Slashdot has been around since 1997, and it’s considered one of social media pioneers. By far the hardest site to get featured on from all the social media sites, Slashdot is probably still the biggest in terms of influence and even traffic, but it’s not currently perceived as number one simply because it’s very hard to get featured on. There are no shortcuts or easy solutions here; there’s only one way to get featured on Slashdot, and that’s highest quality content.
Such content is usually the combination of three things: breaking news, very insightful commentary, and influence. Most people don’t have influence in the sense that when Steve Jobs says something, people listen no matter what it is; and if you do, you’re probably used to getting your stories featured on Slashdot already. Breaking news is a toughie, and nothing to rely on; as we’ve already mentioned a couple of times in this series, even with first grade information channels most people won’t be able to break news more often than once or twice a year.
Image by Björn Söderqvist via Flickr
Whichever topic you are trying to bring up there (be it natural disasters, refinancing home loan or entertainment), it leaves you with high quality commentary, analysis and compiling resources for easy consumption – the usual choice for most bloggers. As far as subjects go, Slashdot likes techy subjects – programming, Linux, net neutrality, IT statistics and the like. Mix that with a pinch of science related subjects and just a drop of good old fashioned rebellion against authority, anti-establishment and anti-DRM topics, and you’re pretty much covered it all.
A lot of articles on Slashdot are practically reserved for mainstream media and big publications like Ars Technica, so don’t try to compete with them.
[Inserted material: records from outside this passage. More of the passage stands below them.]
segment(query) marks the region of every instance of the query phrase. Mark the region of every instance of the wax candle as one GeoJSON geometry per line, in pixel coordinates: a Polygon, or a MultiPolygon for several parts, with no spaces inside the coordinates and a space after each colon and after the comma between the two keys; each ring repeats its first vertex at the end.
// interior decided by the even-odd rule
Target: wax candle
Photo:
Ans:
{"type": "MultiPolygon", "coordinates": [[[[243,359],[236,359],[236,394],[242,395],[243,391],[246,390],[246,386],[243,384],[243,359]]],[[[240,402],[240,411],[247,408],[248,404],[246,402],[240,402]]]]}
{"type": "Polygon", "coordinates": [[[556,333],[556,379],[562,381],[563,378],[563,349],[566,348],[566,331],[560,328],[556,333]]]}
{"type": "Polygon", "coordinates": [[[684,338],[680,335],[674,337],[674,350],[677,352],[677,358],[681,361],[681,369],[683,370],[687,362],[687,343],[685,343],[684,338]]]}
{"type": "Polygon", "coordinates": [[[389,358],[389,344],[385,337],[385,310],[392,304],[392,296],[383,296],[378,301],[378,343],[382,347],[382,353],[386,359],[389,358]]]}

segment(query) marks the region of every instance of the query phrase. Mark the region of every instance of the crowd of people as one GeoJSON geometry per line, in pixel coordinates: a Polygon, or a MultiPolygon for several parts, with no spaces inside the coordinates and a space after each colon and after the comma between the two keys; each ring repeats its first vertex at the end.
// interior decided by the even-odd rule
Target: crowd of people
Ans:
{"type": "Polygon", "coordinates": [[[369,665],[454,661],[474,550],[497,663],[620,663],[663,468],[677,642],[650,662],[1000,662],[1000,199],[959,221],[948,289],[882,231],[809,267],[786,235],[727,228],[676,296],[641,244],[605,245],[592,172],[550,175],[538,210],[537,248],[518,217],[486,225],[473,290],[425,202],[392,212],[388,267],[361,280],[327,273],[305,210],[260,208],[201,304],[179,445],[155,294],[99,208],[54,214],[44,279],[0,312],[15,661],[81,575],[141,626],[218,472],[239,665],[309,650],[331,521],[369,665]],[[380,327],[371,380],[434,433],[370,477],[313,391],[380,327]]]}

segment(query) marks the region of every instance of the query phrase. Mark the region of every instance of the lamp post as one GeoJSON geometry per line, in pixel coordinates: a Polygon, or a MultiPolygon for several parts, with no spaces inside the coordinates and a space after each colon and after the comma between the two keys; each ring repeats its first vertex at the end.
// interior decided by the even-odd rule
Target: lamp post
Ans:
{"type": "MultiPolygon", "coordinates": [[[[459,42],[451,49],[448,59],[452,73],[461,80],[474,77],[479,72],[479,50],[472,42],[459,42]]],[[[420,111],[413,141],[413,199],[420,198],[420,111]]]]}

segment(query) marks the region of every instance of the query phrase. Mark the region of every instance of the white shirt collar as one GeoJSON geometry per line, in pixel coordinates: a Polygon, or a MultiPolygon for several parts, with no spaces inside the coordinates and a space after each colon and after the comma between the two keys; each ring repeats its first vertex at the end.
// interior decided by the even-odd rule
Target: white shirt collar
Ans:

What you need to do is find a fresh and relevant topic and offer a unique perspective together with in-depth analysis. Remember, random goodies which may work on Digg and some other sites don’t usually work here; it has to be relevant to something that’s happening now.
Here are some examples from the top of my head. Let’s imagine that Ubuntu’s new version, Feisty Fawn, has gone public, but many users report problems with networking. An in-depth comparison of 6 major Linux distributions, focused on their networking capabilities and driver support would be great material for Slashdot.
Here’s another one. Let’s say that you’ve come to the conclusion that upgrading to SLI never pays out financially: buying a new graphics card is always better. Write a detailed explanation why this is so and support it with graphs and real-world-usage data.
What Works for Slashdot?
As far as actually getting your content to Slashdot, contrary to what many people believe, the process is the same as on many other social media sites. Simply submit the story to Slashdot – you don’t even have to be a registered user. You’ll have to write a short description paragraph, but forget anything you might have learned at Digg.
Real-life editors will read it, so make it intelligent, short and to the point; witty only if you’re sure your humor will be appreciated. Triple check the links and the data. As of late you can even track the progress of your story on Slashdot’s FireHose, available only to registered Slashdotters; but don’t take it too seriously, as success on FireHose does not equal Slashdot’s front page.
If you get rejected, don’t worry about it at all. Slashdot rejects a lot of stories; they take only the best, and sometimes even fantastic articles will get rejected to make room for more important news. If you do get picked up, enjoy it while it lasts – Slashdot will surely provide an army of intelligent readers, and hundreds of links.